Persistent operator state Would duplicate PG’s storage engine. The stateless delta SQL model benefits from PG’s planner and MVCC.
Formal proofs (Lean) High effort, low ROI. Property-based tests + TPC-H provide practical confidence.

Conclusion

As pure IVM engines operating on PostgreSQL SQL features, Feldera and pg_trickle make fundamentally different trade-offs:

Feldera has stronger theoretical foundations (formal DBSP proofs, true Z-set weights, incremental fixed-point recursion, persistent operator state). Its IVM engine is more efficient for joins over large state and recursive computations. Its weaknesses are restricted window functions (TopK only for ranking), missing set operation variants, and a smaller built-in aggregate library.

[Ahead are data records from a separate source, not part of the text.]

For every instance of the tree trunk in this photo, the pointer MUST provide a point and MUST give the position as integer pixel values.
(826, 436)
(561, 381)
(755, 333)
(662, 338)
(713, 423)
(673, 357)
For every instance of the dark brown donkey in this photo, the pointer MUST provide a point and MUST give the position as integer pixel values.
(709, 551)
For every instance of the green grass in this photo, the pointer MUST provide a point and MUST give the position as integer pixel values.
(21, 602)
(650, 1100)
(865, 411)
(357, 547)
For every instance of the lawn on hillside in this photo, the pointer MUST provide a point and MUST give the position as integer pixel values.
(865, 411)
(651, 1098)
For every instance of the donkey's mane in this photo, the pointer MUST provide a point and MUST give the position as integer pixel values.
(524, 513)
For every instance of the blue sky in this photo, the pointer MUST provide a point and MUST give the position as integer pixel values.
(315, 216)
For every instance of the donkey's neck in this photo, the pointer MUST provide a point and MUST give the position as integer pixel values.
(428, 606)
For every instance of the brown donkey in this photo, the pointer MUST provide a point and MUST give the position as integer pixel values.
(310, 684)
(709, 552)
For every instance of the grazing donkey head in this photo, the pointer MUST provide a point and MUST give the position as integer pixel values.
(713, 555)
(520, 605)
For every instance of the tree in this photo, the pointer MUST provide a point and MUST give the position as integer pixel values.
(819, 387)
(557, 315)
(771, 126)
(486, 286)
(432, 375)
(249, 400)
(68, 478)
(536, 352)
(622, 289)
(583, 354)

pg_trickle has broader SQL coverage (39+ aggregates, full window functions, all set operations, DISTINCT ON, PG type system) and benefits from PostgreSQL’s mature cost-based optimizer for delta queries. Its main weakness is the recomputation-diff approach to recursion.

The two systems are comparable for the most common IVM workloads (joins, filters, algebraic aggregates, subqueries, CTEs). The gap becomes significant for recursive queries, where Feldera’s IVM engine is categorically more capable rather than merely differently optimized.

For pg_trickle, the highest-impact improvement would be semi-naive recursive evaluation to close the recursion efficiency gap — the only area where Feldera has a clear advantage when limited to PostgreSQL SQL features. For all other PostgreSQL SQL constructs, pg_trickle already matches or exceeds Feldera’s coverage.